As well as providing direct intensive support to parents, the SF team works in partnership with a wide range of service providers to access and coordinate the specialist help that vulnerable families need. For example, housing, work and benefits agencies; statutory children’s services, individual social workers, local health and mental health care providers, early years providers, education services, the police - and counselling and specialist recovery services for drug and alcohol addiction, are all key.

Changing lives and the landscape

To the SF programme’s great credit there are a myriad of good news stories from parents who have gone through the programme and SF has been hailed within the local and national press. Many participants speak of the programme as giving them the confidence and support to change their lives. A participant of the SF programme told how she had already had five children removed following a mental breakdown and a spiral into drink, crime and drugs, when she found herself pregnant again. Without SF she would have just handed her child over, because it is “what she expected”. But the programme showed her a different way. She knows now that she is a good mum, because she cares about her child. Another parent, who had previously had ten children removed by the courts, has been able to keep her subsequent two children in her care and is now in employment. Furthermore, additional siblings have been born to parents supported by SF to keep a child. Many have been able to remain with their families without further assessment. 

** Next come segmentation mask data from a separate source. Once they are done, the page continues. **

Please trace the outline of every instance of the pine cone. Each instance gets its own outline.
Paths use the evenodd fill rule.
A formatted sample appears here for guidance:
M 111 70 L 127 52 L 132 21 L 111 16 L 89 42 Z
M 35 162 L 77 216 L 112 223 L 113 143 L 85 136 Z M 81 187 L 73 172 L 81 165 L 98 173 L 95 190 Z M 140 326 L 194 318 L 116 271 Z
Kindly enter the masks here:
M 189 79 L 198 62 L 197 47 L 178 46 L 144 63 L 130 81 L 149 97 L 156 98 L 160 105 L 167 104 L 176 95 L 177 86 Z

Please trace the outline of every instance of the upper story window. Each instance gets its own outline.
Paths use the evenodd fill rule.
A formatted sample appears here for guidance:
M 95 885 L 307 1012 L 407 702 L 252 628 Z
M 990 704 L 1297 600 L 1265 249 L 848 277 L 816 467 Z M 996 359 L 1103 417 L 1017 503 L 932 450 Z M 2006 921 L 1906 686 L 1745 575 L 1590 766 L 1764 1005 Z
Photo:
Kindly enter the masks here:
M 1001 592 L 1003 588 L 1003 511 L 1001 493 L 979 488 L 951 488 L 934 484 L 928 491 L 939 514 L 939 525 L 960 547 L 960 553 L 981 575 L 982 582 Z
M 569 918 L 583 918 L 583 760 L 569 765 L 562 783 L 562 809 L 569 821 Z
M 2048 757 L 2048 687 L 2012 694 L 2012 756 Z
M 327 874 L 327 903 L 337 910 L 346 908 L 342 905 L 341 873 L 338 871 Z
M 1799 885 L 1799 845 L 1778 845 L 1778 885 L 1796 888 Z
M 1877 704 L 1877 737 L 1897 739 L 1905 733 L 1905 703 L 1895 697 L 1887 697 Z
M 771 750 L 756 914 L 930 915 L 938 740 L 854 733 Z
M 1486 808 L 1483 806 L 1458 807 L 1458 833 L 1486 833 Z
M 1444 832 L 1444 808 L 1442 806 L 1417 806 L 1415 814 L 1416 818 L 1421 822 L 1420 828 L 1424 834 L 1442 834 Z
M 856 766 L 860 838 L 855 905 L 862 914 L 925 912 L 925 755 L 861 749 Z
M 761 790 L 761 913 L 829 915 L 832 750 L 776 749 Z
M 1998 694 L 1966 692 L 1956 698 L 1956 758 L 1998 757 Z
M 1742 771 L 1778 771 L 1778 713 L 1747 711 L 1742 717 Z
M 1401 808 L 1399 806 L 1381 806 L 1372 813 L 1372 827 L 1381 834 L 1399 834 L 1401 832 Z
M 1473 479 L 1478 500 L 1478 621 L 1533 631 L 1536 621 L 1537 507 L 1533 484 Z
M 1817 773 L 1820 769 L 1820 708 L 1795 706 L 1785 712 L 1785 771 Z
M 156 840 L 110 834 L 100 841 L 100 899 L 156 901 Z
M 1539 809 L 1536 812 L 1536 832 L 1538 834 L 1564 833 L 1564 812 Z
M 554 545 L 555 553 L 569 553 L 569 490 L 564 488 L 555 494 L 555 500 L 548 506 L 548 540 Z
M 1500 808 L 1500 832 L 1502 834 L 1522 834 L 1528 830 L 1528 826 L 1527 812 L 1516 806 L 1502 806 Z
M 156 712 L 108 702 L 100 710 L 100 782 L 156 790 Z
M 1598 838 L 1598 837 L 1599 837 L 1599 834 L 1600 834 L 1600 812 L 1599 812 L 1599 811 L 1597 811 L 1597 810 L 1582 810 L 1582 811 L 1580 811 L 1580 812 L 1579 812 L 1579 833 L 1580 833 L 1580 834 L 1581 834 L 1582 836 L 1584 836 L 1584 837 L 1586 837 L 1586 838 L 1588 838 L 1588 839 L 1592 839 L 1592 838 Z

SF has also had an impact on the landscape of recurrent care proceedings and social care practice. Joe tells us they have seen a shift in pre-birth social work and midwifery practice in the area, with a Strengthening Families Handbook being produced for local authorities. Salford’s Strengthening Families, has been codified and their evaluation headline summary showed that the service directly contributed to the avoidance of 118 children becoming looked after, creating cost avoidance of £3.8 million.

Moving forwards 

Strengthening Families’ funding is secured through the local authority and moving forwards Joe said that the ambition is to work with all ten Greater Manchester local authorities to change the landscape of recurrent care proceedings. Part of this work includes creating a blueprint of the SF model, at a wider Greater Manchester level and could mean more effective coordination of support which maximises the chances of improving these families’ lives. It could also improve the consistency of families’ experiences, creating fairer access to services.